Moreover, the “Guidelines” stipulate non-destructive testing (NDT) requirements for rotor propulsion systems to ensure the welding quality and structural integrity of key components. The establishment of these survey standards provides ship operators with a basis for system maintenance and management, ensuring the safety and reliability of the system throughout its entire life cycle.

(2) Quantitative Assessment of Energy-Saving Effects to Boost Ship Energy Efficiency. The “Guidelines” provide a scientific basis for the quantitative assessment of energy-saving effects by introducing the thrust matrix and wind field probability matrix. Ship designers and operators can use the methods provided in the “Guidelines” to calculate the energy-saving effects of rotor propulsion systems under different wind conditions, optimize system operation strategies, and maximize energy-saving effects.

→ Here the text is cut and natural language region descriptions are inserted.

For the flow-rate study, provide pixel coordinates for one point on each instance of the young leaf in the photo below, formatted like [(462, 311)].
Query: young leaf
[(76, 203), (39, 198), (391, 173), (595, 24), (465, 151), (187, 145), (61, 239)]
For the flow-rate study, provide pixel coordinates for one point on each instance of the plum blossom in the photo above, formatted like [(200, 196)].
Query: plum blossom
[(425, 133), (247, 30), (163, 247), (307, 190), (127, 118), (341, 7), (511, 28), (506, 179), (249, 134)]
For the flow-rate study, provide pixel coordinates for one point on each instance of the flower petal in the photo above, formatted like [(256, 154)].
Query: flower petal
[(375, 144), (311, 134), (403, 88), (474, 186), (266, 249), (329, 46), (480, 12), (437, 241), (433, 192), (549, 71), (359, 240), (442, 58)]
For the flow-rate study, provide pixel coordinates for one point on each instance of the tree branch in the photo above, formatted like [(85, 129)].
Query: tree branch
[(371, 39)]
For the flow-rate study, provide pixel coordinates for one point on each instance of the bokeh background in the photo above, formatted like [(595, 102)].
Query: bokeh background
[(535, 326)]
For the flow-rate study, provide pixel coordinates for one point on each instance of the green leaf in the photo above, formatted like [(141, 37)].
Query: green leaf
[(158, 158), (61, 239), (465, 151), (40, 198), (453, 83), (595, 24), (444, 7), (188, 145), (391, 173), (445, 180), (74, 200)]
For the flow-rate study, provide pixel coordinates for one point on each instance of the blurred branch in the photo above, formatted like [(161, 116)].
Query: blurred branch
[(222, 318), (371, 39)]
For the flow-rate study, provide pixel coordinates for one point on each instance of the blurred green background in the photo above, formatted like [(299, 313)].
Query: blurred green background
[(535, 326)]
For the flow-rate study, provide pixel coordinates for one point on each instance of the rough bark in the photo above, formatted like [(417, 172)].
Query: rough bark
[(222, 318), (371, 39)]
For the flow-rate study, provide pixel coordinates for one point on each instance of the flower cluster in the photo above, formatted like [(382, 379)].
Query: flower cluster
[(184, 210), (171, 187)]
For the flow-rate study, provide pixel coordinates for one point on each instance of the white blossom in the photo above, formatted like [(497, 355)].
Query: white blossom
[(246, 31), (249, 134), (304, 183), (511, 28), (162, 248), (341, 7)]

The “Guidelines” propose a method for calculating the thrust matrix of rotor propulsion systems. By determining the thrust coefficient of the system through wind tunnel tests or numerical calculations and combining it with the global wind field probability matrix, the energy-saving effects of the system under different wind conditions can be calculated. The application of this method provides ship operators with a clear tool for assessing energy-saving effects, helping to enhance ship energy efficiency.